In identifying opportunities for social innovation, corporate CSI managers have not only an ability to tap into corporate innovation capabilities. They may also have some freedom from short-term performance expectations. There is thus the possibility for CSI to focus on “leverage points” in social-ecological systems that can shift such systems onto more socially beneficial long-term trajectories. 

For example, consider the interlinked social problems of youth unemployment and violent crime. Research suggests that many young offenders’ troubles start very early in life and indeed before they are born. A powerful intervention is to provide targeted psycho-social support to pregnant girls and women, who often feel overwhelmed by the prospect of giving birth and becoming a mother in difficult social conditions. CSI managers can identify such opportunities for intervention and pilot effective responses, which can then be scaled up by the state or NGOs.

Connect to corporate strategy

It is a well-worn ambition to connect CSI to the strategic objectives of the firm. But prevalent responses are largely limited to focusing CSI spending on themes that have some or other link to the core business. Recognising the potential for CSI to experiment and innovate, as suggested above, can also help create stronger links between CSI and strategy. That’s because CSI funding can develop the investment proposition to unlock larger “shared value” investments that generate both social and business returns. For example, Santam used CSI funding to develop a broader programme to support municipalities mitigate risks to residents, which then enrols core business resources – such as risk assessment expertise – in making a greater impact with benefits for Santam policy holders as well as other community members.     

These recommendations are not easy to implement. It is relatively easy to tick the BBBEE scorecard box and to say that X Rands were spent on building a school, without bothering to check that the school is actually performing two years later.

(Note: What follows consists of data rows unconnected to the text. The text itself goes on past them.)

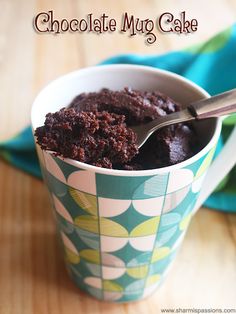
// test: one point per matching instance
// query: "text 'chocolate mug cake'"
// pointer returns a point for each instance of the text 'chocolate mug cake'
(94, 129)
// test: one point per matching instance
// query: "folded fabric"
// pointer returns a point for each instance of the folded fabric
(211, 65)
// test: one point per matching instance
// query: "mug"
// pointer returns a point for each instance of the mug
(121, 230)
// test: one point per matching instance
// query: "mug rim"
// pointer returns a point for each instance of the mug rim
(130, 173)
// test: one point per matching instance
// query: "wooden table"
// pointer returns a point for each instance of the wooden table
(32, 274)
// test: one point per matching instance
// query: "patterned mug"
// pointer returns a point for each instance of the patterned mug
(120, 230)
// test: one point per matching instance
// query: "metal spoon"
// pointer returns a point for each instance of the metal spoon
(216, 106)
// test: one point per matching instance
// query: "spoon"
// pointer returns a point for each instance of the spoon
(216, 106)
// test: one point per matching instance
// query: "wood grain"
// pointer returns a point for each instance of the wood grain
(32, 274)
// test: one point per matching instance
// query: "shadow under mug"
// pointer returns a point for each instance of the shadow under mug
(120, 230)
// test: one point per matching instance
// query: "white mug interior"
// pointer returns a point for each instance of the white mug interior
(60, 93)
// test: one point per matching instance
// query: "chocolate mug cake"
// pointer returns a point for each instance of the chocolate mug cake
(95, 129)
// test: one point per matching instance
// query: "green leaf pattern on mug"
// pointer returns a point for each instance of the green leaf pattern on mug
(123, 254)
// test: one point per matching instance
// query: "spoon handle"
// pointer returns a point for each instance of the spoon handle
(216, 106)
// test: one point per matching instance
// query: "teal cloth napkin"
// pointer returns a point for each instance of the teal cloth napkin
(211, 65)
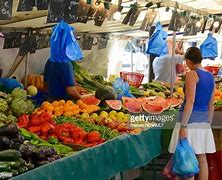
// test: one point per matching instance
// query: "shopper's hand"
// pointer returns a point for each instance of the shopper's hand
(183, 133)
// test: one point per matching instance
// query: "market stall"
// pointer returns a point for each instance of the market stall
(121, 122)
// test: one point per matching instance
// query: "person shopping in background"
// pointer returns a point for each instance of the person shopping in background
(196, 112)
(59, 80)
(162, 65)
(58, 73)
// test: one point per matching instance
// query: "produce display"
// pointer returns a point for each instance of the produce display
(68, 108)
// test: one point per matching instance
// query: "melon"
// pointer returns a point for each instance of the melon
(174, 102)
(32, 90)
(114, 104)
(90, 100)
(105, 93)
(133, 106)
(152, 108)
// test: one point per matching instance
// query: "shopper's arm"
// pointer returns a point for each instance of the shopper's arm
(190, 91)
(211, 107)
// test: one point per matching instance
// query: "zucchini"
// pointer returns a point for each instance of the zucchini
(12, 164)
(14, 172)
(9, 155)
(4, 167)
(6, 175)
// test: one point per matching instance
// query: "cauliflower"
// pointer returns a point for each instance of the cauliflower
(19, 93)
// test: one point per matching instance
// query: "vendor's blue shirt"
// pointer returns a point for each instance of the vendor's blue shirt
(58, 76)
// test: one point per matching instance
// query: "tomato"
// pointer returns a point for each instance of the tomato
(93, 136)
(34, 129)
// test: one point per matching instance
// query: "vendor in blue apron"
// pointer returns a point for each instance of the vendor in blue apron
(59, 73)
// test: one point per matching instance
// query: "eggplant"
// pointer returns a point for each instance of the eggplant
(5, 142)
(25, 151)
(19, 138)
(10, 130)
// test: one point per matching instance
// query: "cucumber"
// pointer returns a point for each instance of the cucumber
(4, 167)
(21, 162)
(9, 155)
(6, 175)
(12, 164)
(14, 172)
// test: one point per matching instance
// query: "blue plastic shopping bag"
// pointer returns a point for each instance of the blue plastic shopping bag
(185, 163)
(121, 88)
(157, 43)
(209, 47)
(64, 46)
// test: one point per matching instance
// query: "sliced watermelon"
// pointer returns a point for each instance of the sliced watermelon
(133, 107)
(90, 100)
(114, 104)
(174, 102)
(152, 108)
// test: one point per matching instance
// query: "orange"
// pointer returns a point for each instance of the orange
(55, 103)
(62, 102)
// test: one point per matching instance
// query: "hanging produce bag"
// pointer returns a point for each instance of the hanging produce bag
(42, 4)
(157, 44)
(175, 22)
(100, 16)
(121, 88)
(185, 163)
(5, 9)
(12, 40)
(82, 12)
(209, 47)
(87, 42)
(64, 46)
(191, 28)
(148, 20)
(26, 5)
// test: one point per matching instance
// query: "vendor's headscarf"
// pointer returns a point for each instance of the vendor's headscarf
(64, 46)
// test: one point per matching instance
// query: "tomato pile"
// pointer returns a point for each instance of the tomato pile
(45, 127)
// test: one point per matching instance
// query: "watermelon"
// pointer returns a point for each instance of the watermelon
(90, 100)
(133, 106)
(152, 108)
(114, 104)
(174, 102)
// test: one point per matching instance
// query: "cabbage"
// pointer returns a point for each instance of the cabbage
(19, 107)
(19, 93)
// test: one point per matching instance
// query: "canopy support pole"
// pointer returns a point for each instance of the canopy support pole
(26, 64)
(172, 67)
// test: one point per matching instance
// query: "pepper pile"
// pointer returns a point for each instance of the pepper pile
(46, 128)
(68, 108)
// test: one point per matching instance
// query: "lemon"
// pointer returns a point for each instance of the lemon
(104, 114)
(112, 113)
(94, 116)
(84, 116)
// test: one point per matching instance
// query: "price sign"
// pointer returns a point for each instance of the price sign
(5, 9)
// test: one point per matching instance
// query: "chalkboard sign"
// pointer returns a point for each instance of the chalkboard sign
(70, 13)
(63, 9)
(5, 9)
(87, 43)
(42, 4)
(103, 43)
(82, 12)
(42, 41)
(12, 40)
(28, 44)
(26, 5)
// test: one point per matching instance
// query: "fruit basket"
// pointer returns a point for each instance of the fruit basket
(134, 79)
(213, 69)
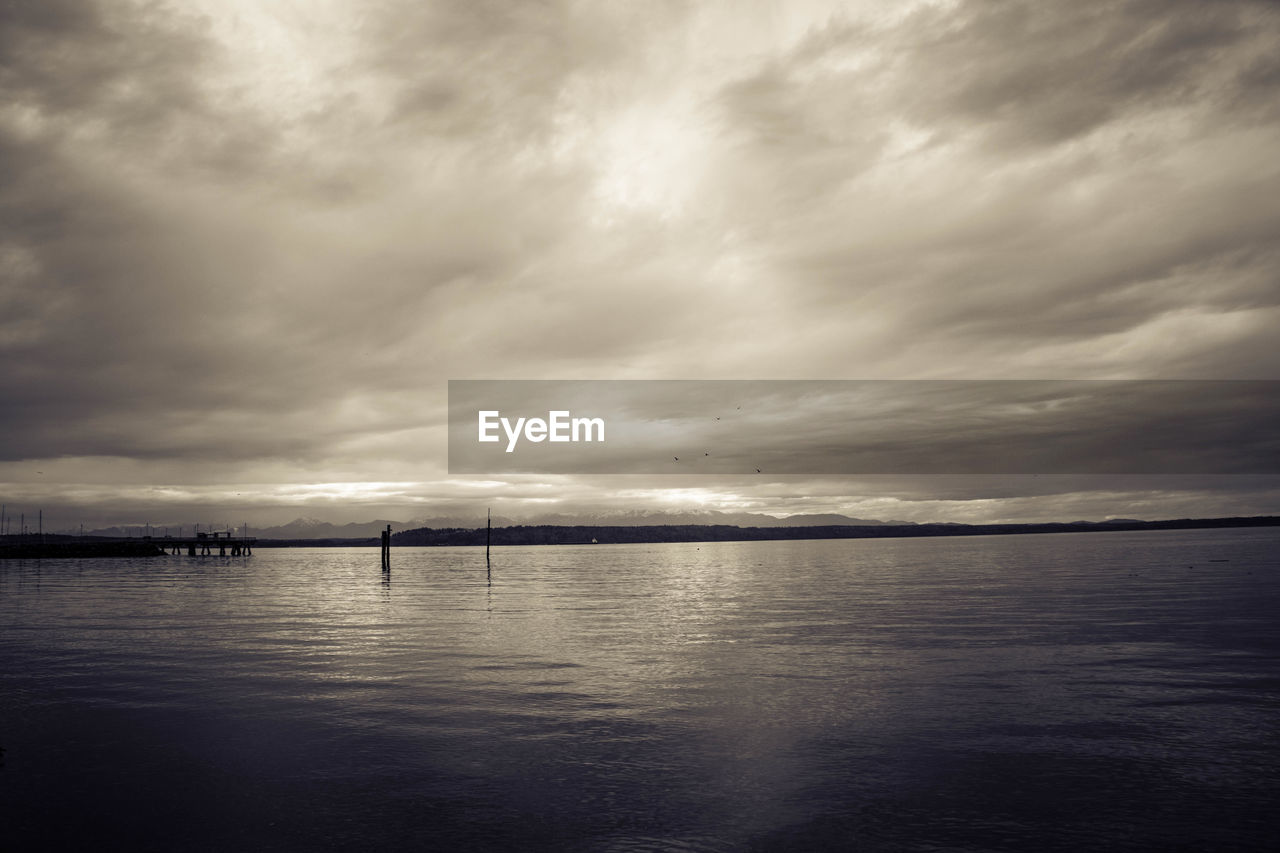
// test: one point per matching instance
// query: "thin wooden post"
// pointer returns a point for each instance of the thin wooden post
(387, 548)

It is more difficult, but much more rewarding, to engage in discussion with diverse stakeholders about the complex, systemic challenges to education or health or whatever the thematic focus is, and then to experiment, pilot, and innovate in addressing leverage points for positive long-term change.

The authors are with the Embedding Project, a global public-benefit partnership between researchers and managers hosted by the UCT Graduate School of Business that seeks to help companies embed social and environmental factors in their strategies and operations. Views expressed are their own.